Gene Mirabelli, who writes most of the posts here, is working on another book. (Another damned book, to quote him.) And it’s taking him longer than he had hoped. He’s older now and getting slower. He was 83 on his last birthday, whenever that was, so he may be older than that by now. Still, he considers himself most fortunate. “When I get up in the morning almost everything almost works almost all the time.” In any case, he’s writing fewer posts. In fact, he’s asked us to remove some of the older topical posts which have lost there relevance — and we shall do that in our spare time, whenever we get any spare time, which isn’t often, and which we’ll probably want to spend doing something more entertaining. If you’re interested in his works, and we hope you are, you can find his literary web site and some notes about his publications at www.mirabelli.net
Some theories just feel right and true. They appeal to our common sense so strongly that we believe in them as soon as we hear them. And if the theory is about language, the language we speak and write, we feel pretty certain that we’re familiar enough with the way it works to assess whether some theory about it is true. Now, here’s a theory about language:
• Language channels the way we think and view the world.

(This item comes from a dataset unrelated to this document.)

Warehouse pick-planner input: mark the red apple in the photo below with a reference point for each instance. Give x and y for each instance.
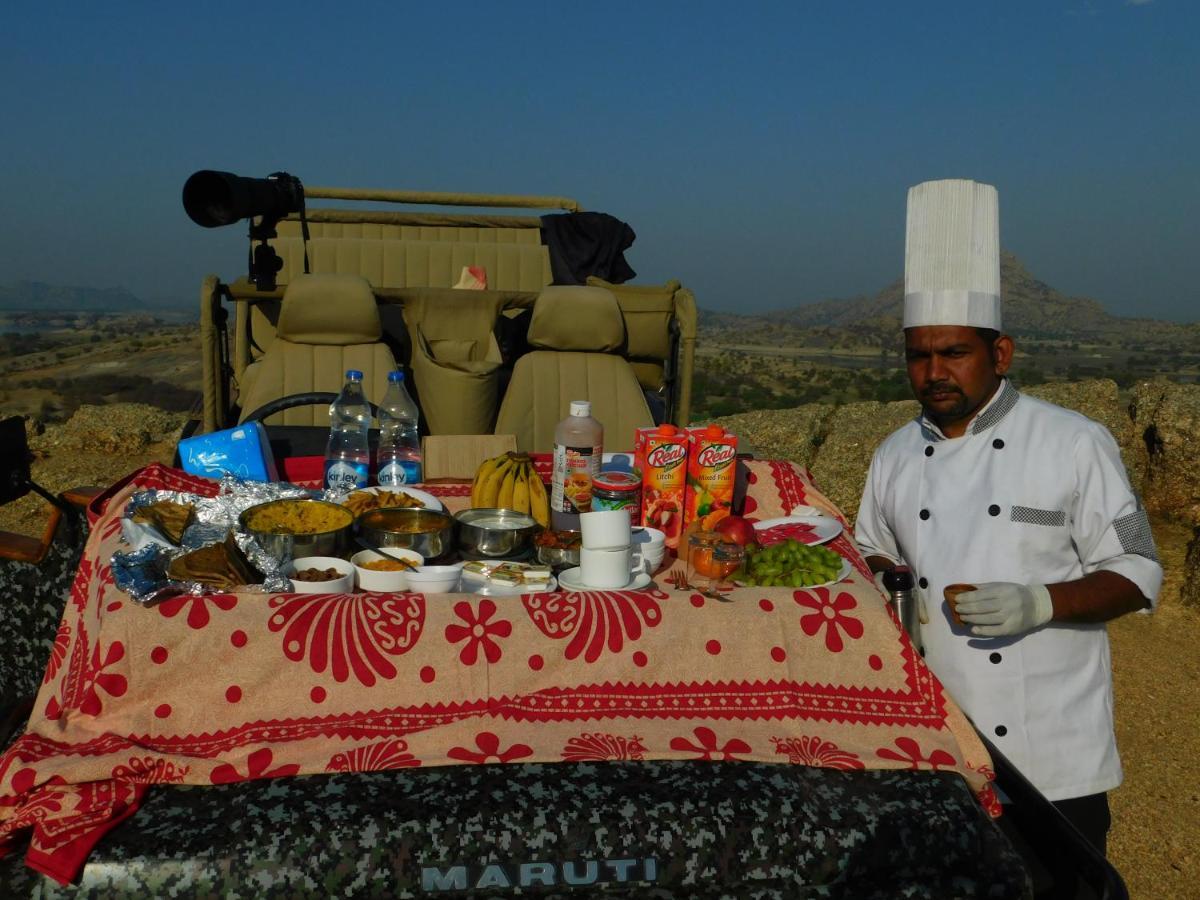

That theory became popular among certain linguists in the 1930s and still circulate among many, perhaps most, educated people today.
One thing we know for certain, languages vary widely. One language may have only a single word for eating and drinking, still another makes uniquely fine discriminations between different shades of a color, yet another has no articles such as the or a.
Native American Hopi have no tense markers to indicate time and no words like later. And that led Benjamin Lee Whorf to propose that since the Hopi language has no way indicate past, present or future, they view time differently from English speakers and, further, the cyclical Hopi cosmology reflects this difference.
Whorf was not a professional linguist, but his ideas looked right to his mentor, the linguist Edward Sapir, and soon the theory — called the Sapir-Whorf hypothesis — spread among linguists, academics and the general public. However, no examination of people speaking one language or another has found evidence to support the theory. It’s generally conceded now that such linguistic differences as Whorf had in mind don’t actually channel thought or create a particular view of the world.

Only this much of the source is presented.